Volkswagen just cut two years off its electric car target

Volkswagen is hitting the accelerator on its electric car plans, now aiming to slice two years off its previous goal of hitting one million produced EVs. The German automaker had previously planned to make it to the milestone by the end of 2025.

Now, though, VW says it's confident it can get there by the end of 2023. Come the end of 2025, it's now forecasting that it'll have hit the 1.5 million electric car production goal, with models like the new 2020 VW ID.3 helping drive that growth.
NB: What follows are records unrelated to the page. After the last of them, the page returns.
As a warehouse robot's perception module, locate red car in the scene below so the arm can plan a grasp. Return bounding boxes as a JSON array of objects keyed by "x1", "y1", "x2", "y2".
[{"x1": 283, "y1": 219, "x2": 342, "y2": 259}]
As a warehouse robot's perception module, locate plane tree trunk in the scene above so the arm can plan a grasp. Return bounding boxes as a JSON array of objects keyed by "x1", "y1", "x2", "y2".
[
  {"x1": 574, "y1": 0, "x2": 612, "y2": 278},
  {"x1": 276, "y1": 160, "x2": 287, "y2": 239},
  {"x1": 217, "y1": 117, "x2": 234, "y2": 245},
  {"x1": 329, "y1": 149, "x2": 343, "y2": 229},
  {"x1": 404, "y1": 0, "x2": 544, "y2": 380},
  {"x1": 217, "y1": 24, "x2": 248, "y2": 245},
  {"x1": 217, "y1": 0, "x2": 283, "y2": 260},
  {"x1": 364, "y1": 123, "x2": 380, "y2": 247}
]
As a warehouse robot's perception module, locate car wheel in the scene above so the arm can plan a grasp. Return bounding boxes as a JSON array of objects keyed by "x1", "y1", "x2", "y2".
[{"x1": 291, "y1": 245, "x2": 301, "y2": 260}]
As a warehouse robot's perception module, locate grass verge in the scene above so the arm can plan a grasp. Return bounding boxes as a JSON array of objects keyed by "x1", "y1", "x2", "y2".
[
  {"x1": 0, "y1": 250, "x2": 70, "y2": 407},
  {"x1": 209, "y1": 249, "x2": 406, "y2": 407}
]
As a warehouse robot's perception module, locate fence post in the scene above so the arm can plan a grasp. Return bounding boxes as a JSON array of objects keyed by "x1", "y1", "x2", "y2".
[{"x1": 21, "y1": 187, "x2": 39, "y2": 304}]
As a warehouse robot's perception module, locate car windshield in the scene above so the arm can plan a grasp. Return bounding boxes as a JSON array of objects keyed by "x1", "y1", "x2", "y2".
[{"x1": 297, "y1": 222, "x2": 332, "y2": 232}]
Unveiled in early September, the 2020 ID.3 is the first of the VW Group's electric cars to use the so-called Modular Electric Drive Toolkit (MEB) platform. That's the modular architecture VW developed for use across its brands, with the flexibility to be implemented in front-, rear-, or all-wheel drive form, with varying power and range levels. In the case of the ID.3, for example, it's a Golf-sized hatchback, but the same MEB platform will be used for SUVs, luxury sedans, and more.

Getting to that point has demanded no small amount of investment, and a new production facility. VW began manufacturing the ID.3 in early November of this year, having converted its Zwickau factory from a large car plant into one focused on electrification. The automaker plans to invest over $36 billion in e-mobility by 2024, a third of which will go on the Volkswagen brand alone.

An electric hockey stick

The ID.3 isn't VW's first electric vehicle, of course, even if it may be the first to use the new architecture. Before it there have been all-electric models like the e-Golf, along with electrified hybrid variants of the Passat. While not all models have been sold in every market, that hasn't stopped VW from already getting a quarter of the way to its next big milestone.

Indeed, Volkswagen's 250,000th electric car was delivered in mid-December in Germany, the company says. It took six years to reach that point, from the original VW e-up! being released back in 2013. Of the 250,000, roughly half apparently opted for a pure-electric BEV, while the remainder went for a plug-in hybrid.

Clearly the automaker is expecting a rapid rise in EV demand over the next few years, and the figures even before the ID.3's arrival would suggest that's a fair assumption. Volkswagen brand EV deliveries are at 70,000 so far in 2019, the automaker says, up from 50,000 in 2018.

Beyond ID.3, a platform you can share

VW has big plans for the MEB. Next up will be the production version of the ID. CROZZ concept, an all-electric crossover. That'll be the first of the ID family to make it to the US, too, after Volkswagen of America decide to skip the ID.3 hatchback for the moment. ID. CROZZ manufacturing is expected to begin in 2020.

Not every MEB-based vehicle will have a VW badge, though – or indeed a SEAT, Audi, Porsche, or other VW Group nameplate. The automaker is licensing out the platform to other companies, with Ford among the first to agree to use it for a vehicle of its own. That'll begin in 2023, with a Ford MEB-based vehicle expected to launch in Europe initially. Reports earlier this week suggested that could well be a smaller version of the Mustang Mach-E electric crossover.